The traditional techniques and methods of mural decoration in Rajasthan are of particular interest to the students of Indian mural painting. After Ajanta and Bagh the link of mural paintings in India is not traced sufficiently with information and data. The continuity of this tradition of the art of mural decoration, after Ajanta and Bagh, though in its very late phase, is seen in the wall paintings of Rajasthan.
The technique of painting employed in Rajasthani murals is popularly known as Jaipur Process. It is a process of painting on wet-surface of the wall-plaster. This process of painting on wet-plaster was known and practised in early times in Italy, Egypt, India, Tibet, China, Korea, Japan and other countries. The techniques employed in all these countries were of 'fresco buono' and 'fresco-secco' and 'tempera' in egg or other adhesives like glues from Babul trees or animal hides. Though the techniques were same, the results differed according to the clime, time and the mood of the artist.

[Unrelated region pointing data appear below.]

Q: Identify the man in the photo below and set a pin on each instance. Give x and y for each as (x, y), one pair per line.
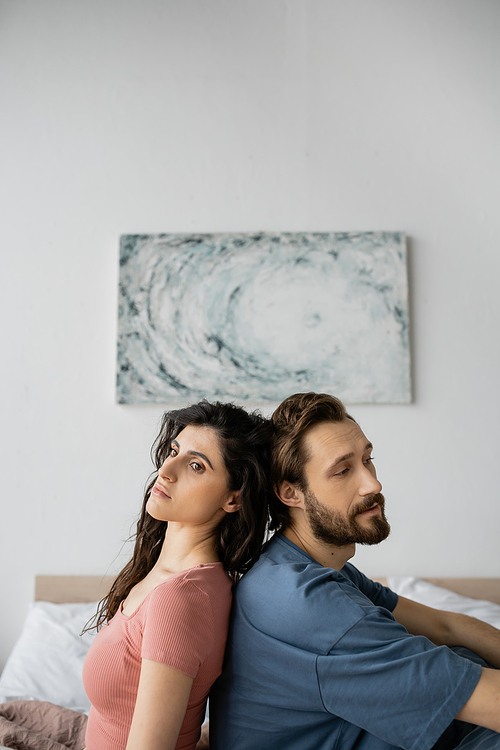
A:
(321, 658)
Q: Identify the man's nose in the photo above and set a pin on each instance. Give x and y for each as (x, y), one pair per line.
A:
(370, 484)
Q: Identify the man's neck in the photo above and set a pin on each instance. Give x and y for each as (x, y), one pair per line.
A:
(327, 555)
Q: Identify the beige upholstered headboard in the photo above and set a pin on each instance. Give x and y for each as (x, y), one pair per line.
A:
(476, 588)
(61, 589)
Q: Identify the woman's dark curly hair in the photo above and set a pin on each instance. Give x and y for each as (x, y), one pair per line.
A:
(244, 440)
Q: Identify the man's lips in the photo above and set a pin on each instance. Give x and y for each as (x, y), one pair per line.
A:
(374, 507)
(158, 490)
(373, 510)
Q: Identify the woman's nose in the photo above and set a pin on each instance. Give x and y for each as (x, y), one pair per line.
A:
(167, 470)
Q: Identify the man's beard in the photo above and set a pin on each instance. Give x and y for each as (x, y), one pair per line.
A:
(331, 527)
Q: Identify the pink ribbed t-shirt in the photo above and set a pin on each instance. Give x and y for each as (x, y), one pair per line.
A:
(183, 623)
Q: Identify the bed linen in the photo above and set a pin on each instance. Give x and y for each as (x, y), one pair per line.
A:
(39, 725)
(46, 662)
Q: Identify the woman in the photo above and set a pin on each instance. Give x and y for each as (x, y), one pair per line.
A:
(163, 625)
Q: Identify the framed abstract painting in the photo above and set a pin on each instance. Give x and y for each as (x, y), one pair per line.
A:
(255, 317)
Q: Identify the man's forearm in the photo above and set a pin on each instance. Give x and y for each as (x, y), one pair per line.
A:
(483, 707)
(475, 635)
(450, 629)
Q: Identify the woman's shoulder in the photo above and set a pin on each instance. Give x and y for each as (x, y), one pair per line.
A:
(202, 581)
(202, 592)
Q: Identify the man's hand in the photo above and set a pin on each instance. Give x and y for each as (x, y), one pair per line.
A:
(203, 742)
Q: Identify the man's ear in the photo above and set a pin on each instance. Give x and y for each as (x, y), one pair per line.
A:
(289, 494)
(233, 503)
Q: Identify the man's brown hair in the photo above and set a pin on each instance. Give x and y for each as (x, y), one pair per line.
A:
(293, 418)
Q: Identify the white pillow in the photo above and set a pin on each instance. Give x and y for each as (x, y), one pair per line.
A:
(439, 598)
(46, 662)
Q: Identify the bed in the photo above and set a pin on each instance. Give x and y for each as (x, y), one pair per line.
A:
(46, 662)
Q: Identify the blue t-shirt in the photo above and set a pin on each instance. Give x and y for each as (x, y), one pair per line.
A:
(316, 661)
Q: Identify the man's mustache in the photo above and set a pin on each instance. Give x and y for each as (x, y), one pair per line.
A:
(370, 502)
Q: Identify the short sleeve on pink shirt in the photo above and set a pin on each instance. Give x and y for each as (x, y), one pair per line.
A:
(179, 627)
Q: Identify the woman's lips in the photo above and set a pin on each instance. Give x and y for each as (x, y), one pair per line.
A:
(158, 490)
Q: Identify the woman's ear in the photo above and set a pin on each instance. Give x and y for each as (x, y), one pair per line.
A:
(233, 503)
(290, 495)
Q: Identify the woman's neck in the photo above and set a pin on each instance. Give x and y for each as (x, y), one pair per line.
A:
(185, 547)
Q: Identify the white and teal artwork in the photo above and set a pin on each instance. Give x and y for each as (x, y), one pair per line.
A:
(256, 317)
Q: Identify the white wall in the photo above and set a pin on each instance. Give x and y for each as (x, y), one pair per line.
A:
(214, 115)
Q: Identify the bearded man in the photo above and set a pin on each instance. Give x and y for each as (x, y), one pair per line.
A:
(321, 658)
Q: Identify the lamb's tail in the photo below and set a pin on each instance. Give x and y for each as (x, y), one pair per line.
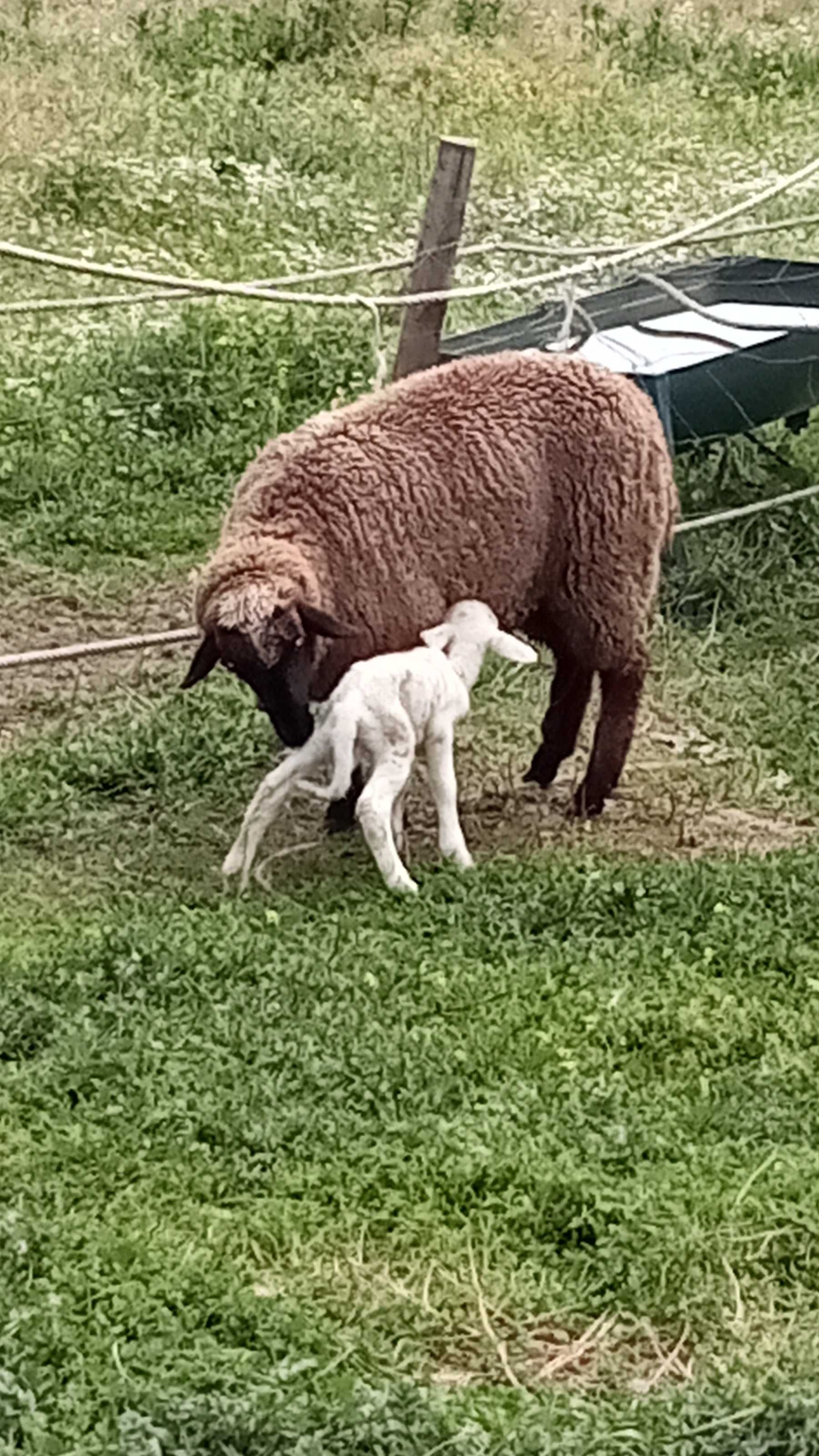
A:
(343, 737)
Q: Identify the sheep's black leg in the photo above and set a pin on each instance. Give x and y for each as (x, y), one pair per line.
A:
(622, 695)
(569, 699)
(342, 814)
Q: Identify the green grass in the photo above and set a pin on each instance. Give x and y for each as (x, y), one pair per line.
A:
(577, 1068)
(273, 1165)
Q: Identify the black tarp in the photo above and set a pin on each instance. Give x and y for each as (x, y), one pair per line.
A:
(739, 391)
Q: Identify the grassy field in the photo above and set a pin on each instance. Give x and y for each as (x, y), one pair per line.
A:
(528, 1165)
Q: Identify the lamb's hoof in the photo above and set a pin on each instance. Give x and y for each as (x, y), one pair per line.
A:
(585, 806)
(404, 887)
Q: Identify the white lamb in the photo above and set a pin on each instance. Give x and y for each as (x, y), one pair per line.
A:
(381, 711)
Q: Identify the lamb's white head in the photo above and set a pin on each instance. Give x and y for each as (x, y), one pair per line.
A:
(470, 630)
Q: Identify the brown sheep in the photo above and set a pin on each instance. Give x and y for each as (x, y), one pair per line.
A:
(538, 484)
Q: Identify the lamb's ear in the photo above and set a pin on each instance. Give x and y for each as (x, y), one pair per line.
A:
(439, 637)
(323, 624)
(512, 648)
(206, 657)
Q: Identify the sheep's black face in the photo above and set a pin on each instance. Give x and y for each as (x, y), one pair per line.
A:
(282, 691)
(278, 667)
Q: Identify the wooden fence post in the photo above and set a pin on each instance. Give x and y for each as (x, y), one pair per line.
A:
(435, 257)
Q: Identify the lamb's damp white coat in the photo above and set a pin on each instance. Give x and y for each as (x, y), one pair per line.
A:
(381, 714)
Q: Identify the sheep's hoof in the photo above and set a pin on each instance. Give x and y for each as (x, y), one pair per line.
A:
(543, 769)
(234, 863)
(585, 806)
(340, 817)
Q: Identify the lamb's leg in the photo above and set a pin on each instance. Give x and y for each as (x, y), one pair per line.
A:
(622, 695)
(342, 814)
(375, 812)
(440, 763)
(398, 820)
(569, 698)
(274, 788)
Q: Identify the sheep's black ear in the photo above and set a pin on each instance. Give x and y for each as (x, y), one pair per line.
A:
(323, 624)
(206, 657)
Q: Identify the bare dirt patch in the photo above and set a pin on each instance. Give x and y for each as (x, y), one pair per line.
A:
(611, 1353)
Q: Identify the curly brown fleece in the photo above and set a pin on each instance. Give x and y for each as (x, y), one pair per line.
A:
(537, 484)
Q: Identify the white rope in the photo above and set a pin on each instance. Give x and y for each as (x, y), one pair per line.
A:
(685, 302)
(53, 654)
(747, 510)
(239, 290)
(60, 654)
(532, 249)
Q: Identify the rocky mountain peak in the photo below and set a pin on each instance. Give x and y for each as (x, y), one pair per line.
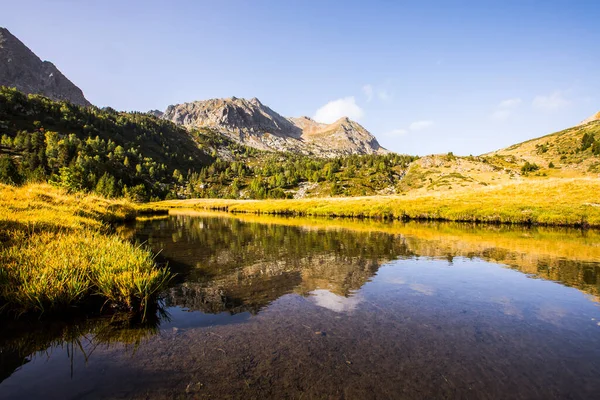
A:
(22, 69)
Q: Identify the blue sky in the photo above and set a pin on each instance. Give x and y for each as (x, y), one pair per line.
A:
(423, 76)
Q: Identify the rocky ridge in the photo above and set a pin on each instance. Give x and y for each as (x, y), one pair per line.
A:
(22, 69)
(595, 117)
(251, 123)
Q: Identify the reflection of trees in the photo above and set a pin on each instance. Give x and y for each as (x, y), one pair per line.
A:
(22, 340)
(240, 264)
(237, 266)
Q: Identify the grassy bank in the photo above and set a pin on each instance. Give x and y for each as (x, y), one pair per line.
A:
(560, 202)
(57, 252)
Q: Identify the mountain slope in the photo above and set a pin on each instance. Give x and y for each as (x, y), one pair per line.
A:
(86, 148)
(571, 152)
(22, 69)
(253, 124)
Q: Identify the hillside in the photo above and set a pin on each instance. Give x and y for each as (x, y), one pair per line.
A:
(251, 123)
(22, 69)
(571, 153)
(86, 148)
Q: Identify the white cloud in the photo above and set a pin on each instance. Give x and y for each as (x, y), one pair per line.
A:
(368, 91)
(501, 115)
(553, 102)
(415, 126)
(337, 109)
(371, 92)
(420, 125)
(505, 109)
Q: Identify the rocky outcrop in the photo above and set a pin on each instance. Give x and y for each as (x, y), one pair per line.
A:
(251, 123)
(595, 117)
(22, 69)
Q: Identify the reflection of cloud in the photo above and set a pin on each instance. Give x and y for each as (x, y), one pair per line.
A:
(423, 289)
(337, 109)
(396, 281)
(333, 302)
(551, 314)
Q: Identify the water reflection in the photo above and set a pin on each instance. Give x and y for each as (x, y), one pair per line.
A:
(243, 263)
(287, 308)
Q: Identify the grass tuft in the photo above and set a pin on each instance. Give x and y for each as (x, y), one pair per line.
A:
(56, 251)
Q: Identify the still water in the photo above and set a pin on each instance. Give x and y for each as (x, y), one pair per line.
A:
(303, 308)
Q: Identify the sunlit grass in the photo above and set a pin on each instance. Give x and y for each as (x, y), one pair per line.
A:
(56, 252)
(566, 202)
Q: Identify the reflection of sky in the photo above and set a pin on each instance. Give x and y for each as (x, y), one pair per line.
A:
(326, 299)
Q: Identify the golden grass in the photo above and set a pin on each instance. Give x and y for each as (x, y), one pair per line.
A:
(56, 252)
(561, 202)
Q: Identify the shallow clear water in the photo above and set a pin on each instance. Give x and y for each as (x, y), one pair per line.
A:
(292, 308)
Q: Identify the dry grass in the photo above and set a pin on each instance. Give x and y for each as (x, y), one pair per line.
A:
(56, 251)
(563, 202)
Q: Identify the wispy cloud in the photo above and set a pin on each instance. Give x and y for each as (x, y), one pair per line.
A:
(414, 127)
(368, 91)
(336, 109)
(552, 102)
(505, 109)
(397, 132)
(420, 125)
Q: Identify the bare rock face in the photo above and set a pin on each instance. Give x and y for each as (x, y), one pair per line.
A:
(251, 123)
(22, 69)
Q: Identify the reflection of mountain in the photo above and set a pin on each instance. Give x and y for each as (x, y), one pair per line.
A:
(243, 263)
(236, 266)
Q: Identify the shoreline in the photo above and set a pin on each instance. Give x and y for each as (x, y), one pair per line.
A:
(560, 202)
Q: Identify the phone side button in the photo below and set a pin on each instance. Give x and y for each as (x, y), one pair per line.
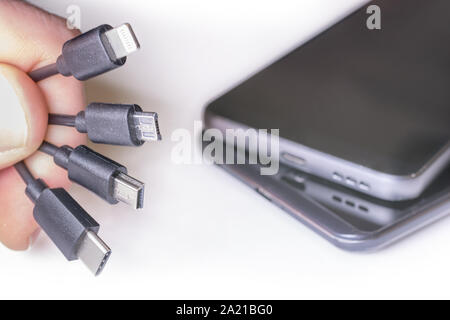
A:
(264, 193)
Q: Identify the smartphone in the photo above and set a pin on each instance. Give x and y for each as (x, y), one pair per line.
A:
(365, 108)
(350, 220)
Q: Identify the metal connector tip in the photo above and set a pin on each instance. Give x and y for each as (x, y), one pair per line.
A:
(129, 190)
(147, 126)
(123, 41)
(94, 252)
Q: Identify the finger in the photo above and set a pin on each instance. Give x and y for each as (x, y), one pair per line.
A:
(30, 45)
(23, 115)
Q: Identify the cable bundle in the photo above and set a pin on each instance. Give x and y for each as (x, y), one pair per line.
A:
(68, 225)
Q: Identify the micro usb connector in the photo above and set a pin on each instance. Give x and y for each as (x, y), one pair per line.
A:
(128, 190)
(101, 175)
(115, 124)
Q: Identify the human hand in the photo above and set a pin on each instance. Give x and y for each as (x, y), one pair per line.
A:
(30, 38)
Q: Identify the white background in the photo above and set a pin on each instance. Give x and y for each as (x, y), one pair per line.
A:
(203, 234)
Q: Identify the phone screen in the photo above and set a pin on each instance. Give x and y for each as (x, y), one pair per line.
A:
(379, 98)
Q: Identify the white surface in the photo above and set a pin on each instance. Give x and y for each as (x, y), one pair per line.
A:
(203, 234)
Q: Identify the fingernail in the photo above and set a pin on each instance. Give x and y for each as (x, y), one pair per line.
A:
(13, 121)
(33, 238)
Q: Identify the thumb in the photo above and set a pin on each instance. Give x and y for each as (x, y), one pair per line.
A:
(23, 116)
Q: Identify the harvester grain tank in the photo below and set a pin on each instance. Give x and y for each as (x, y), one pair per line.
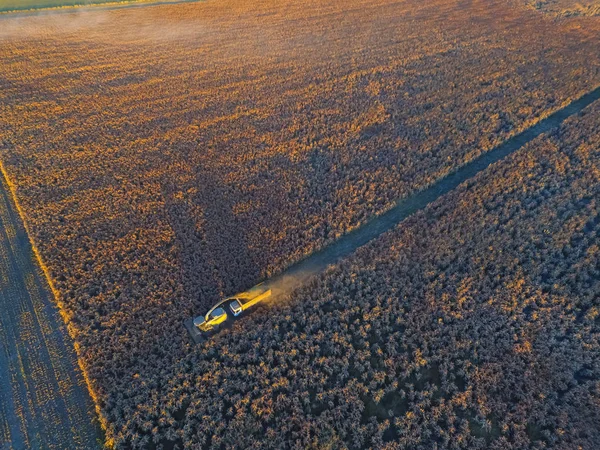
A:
(234, 305)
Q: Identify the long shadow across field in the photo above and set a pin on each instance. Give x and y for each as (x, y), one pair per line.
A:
(299, 272)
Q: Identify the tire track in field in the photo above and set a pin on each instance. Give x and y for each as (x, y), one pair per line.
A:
(44, 402)
(298, 273)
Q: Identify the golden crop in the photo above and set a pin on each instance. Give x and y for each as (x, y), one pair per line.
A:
(165, 157)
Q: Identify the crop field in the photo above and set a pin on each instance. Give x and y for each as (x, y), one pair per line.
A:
(44, 402)
(8, 6)
(475, 324)
(166, 157)
(567, 8)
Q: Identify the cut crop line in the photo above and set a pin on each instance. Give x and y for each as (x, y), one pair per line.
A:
(320, 260)
(61, 307)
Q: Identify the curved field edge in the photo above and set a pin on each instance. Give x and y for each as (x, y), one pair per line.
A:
(11, 192)
(95, 5)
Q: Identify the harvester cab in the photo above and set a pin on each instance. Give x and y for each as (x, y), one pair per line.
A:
(235, 305)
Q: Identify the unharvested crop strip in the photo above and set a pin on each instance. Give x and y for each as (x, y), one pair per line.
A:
(347, 244)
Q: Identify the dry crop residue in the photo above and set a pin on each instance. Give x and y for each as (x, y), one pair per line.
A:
(43, 399)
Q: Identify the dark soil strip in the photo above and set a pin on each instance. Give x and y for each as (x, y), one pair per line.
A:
(44, 401)
(86, 7)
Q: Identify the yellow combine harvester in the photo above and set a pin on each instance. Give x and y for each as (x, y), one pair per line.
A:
(234, 305)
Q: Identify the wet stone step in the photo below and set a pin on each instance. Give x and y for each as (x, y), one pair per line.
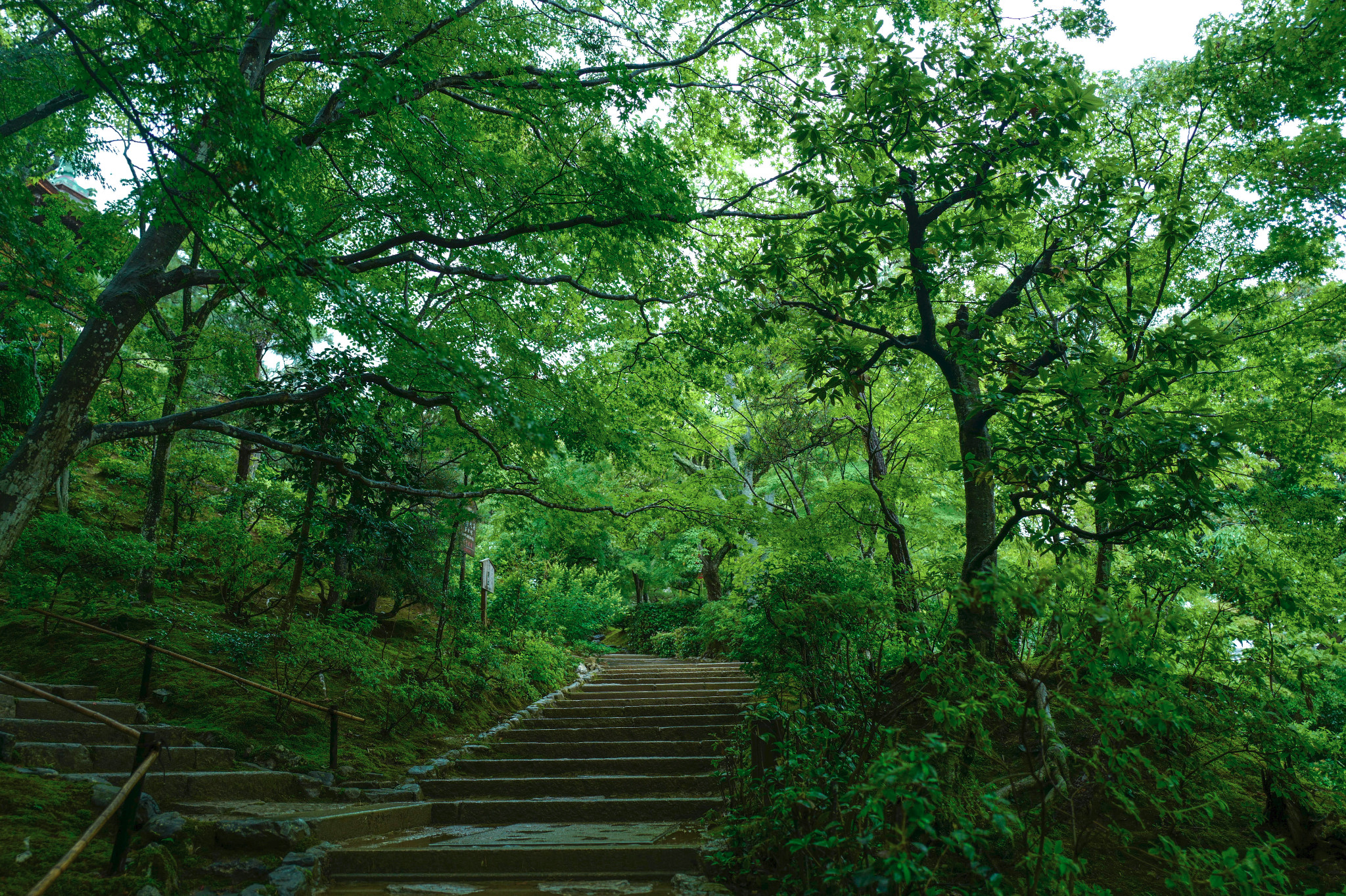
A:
(569, 809)
(601, 748)
(575, 709)
(174, 788)
(38, 708)
(614, 735)
(395, 865)
(575, 720)
(587, 786)
(65, 692)
(570, 767)
(80, 758)
(88, 734)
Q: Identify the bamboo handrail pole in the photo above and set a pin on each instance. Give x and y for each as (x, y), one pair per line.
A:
(194, 662)
(73, 853)
(61, 702)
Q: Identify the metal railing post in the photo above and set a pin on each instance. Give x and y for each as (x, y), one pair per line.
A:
(146, 670)
(127, 818)
(331, 744)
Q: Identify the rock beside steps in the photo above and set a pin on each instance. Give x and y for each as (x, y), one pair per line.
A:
(50, 739)
(597, 794)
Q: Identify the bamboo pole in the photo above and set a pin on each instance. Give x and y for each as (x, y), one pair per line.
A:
(193, 662)
(61, 702)
(73, 853)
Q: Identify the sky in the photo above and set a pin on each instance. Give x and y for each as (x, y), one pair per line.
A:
(1144, 30)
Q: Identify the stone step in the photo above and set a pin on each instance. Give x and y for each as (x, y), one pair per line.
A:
(38, 708)
(565, 767)
(716, 702)
(589, 786)
(592, 709)
(87, 734)
(570, 809)
(68, 692)
(601, 748)
(672, 680)
(574, 720)
(603, 689)
(617, 735)
(404, 865)
(174, 788)
(78, 758)
(513, 885)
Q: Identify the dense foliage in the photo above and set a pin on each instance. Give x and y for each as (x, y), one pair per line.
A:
(988, 408)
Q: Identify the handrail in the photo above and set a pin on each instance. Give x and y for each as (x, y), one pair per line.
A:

In India, Rajasthan is the place where the tradition of paintings on walls is still noticed in the old fort palaces, private Havelis and temples, though at present it is deteriorated in the hands of 'chiteras'. Roughly the period of these murals can be placed between two to three hundred years.
Rajasthan is an arid area. The climatic condition has helped to preserve the mu-ral paintings in this Maru Bhumi. The murals of Bundi, Kota, Nagaur, Jaipur, Galta, Pundarikji's Haveli and other remote places in Rajasthan are remarkable and they give an insight into the art and technique of Rajasthani mural painting. Stylistically these paintings differ, but so far as the subject matter is concerned, they evince uniform interest. The Krishna-Lila episodes, and legends from Ramayana, love-scenes, royal processions, hunting scenes, battle scenes, seasons and seasonal festivals, moonlit music parties on the marble terraces, secular scenes, animal fights and ladies' pastimes etc. are the main themes for the artist's brush.
In this monograph the murals of the above cited places, with particular reference to an excellent nucleus of murals of the Nagaur Fort, are studied in ritu and noted in detail-technically, stylistically and thematically. The forty-eight photographs of the murals of the sites mentioned above are reproduced here with detailed annotations and connotations in black-and-white.
Two coloured-plates and one line drawing for the Jacket of the book and some other drawings showing the detailed studies of the frescoes are also added.
The other murals which have been described in the text are not reproduced here. But they convey intrinsic charm and beauty of these dilapidating and vanishing pictorial presentation.
I am grateful to Mr. Kartik Shukla who accompanied me in my research tour to these historically and artistically rich places to photograph these murals.
I am also thankful to the University Grant Commission, Delhi, for awarding the most coveted Emeritus Professorship to carry out the research, when I was the Head of the Department of Painting at Banasthali Vidyapith, Rajasthan.
I am also grateful to the L. D. Institute of Indology for publishing my dissertation on the frescoes of Rajasthan with particular reference to the Nagaur Frescoes. 1 am equally indebted to Dalsukhbhai Malvania and Naginbhai Shah, Adviser and Director respectively of the Institute, for their valuable suggetions regarding the fine-production and its get-up.